BA: Reusable Performance Models for Distributed Dataflows
This topic area includes a larger set of different thesis topics in the realm of data-parallel processing. In particular, we are interested in conceptualizing and developing methods that not only model the performance of distributed dataflow jobs, but are also reusable due to their generalized and context-aware design. Topics can be:
- Bachelor/Master: Approaches to measure the similarity of dataflow jobs (e.g. using Graph Neural Networks)
- Bachelor/Master: Efficient profiling of dataflow jobs for optimal resource allocation
- Bachelor/Master: Context-aware prediction models for robust performance forecasts
- Bachelor/Master: Intelligent scheduling of distributed dataflows (e.g. in a shared cluster)
All topics evaluate their approaches with distributed dataflow frameworks and example dataflow jobs.

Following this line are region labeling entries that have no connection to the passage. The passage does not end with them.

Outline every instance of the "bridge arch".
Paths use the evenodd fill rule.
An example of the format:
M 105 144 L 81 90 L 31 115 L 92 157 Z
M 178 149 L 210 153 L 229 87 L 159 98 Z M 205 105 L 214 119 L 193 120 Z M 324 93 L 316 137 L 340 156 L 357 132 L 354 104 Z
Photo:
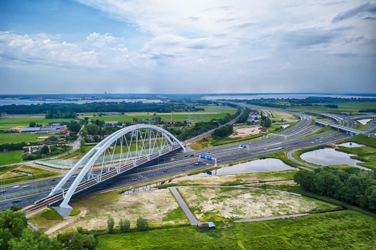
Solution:
M 99 142 L 81 158 L 52 189 L 48 197 L 62 191 L 63 201 L 56 209 L 63 217 L 68 216 L 66 214 L 72 209 L 68 202 L 83 180 L 85 183 L 91 183 L 92 185 L 89 186 L 91 187 L 180 147 L 185 152 L 181 142 L 158 126 L 138 124 L 122 128 Z M 116 151 L 119 153 L 114 157 Z M 65 191 L 63 186 L 82 166 Z M 93 168 L 94 166 L 97 169 Z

Prerequisites for working on this topic are advanced knowledge in Docker and Kubernetes, and excellent programming skills in at least one programming language like Java, Scala, or Python. It is advantageous to have solid skills in machine learning, or a keen interest in applying machine learning algorithms (e.g. reinforcement learning, deep learning) in the domain of distributed dataflows.
Students interested in topics not mentioned above but which relate to scheduling, profiling, resource allocation, or other aspects of distributed dataflows are welcome to send an email.
Thesis can be written in either German or English language.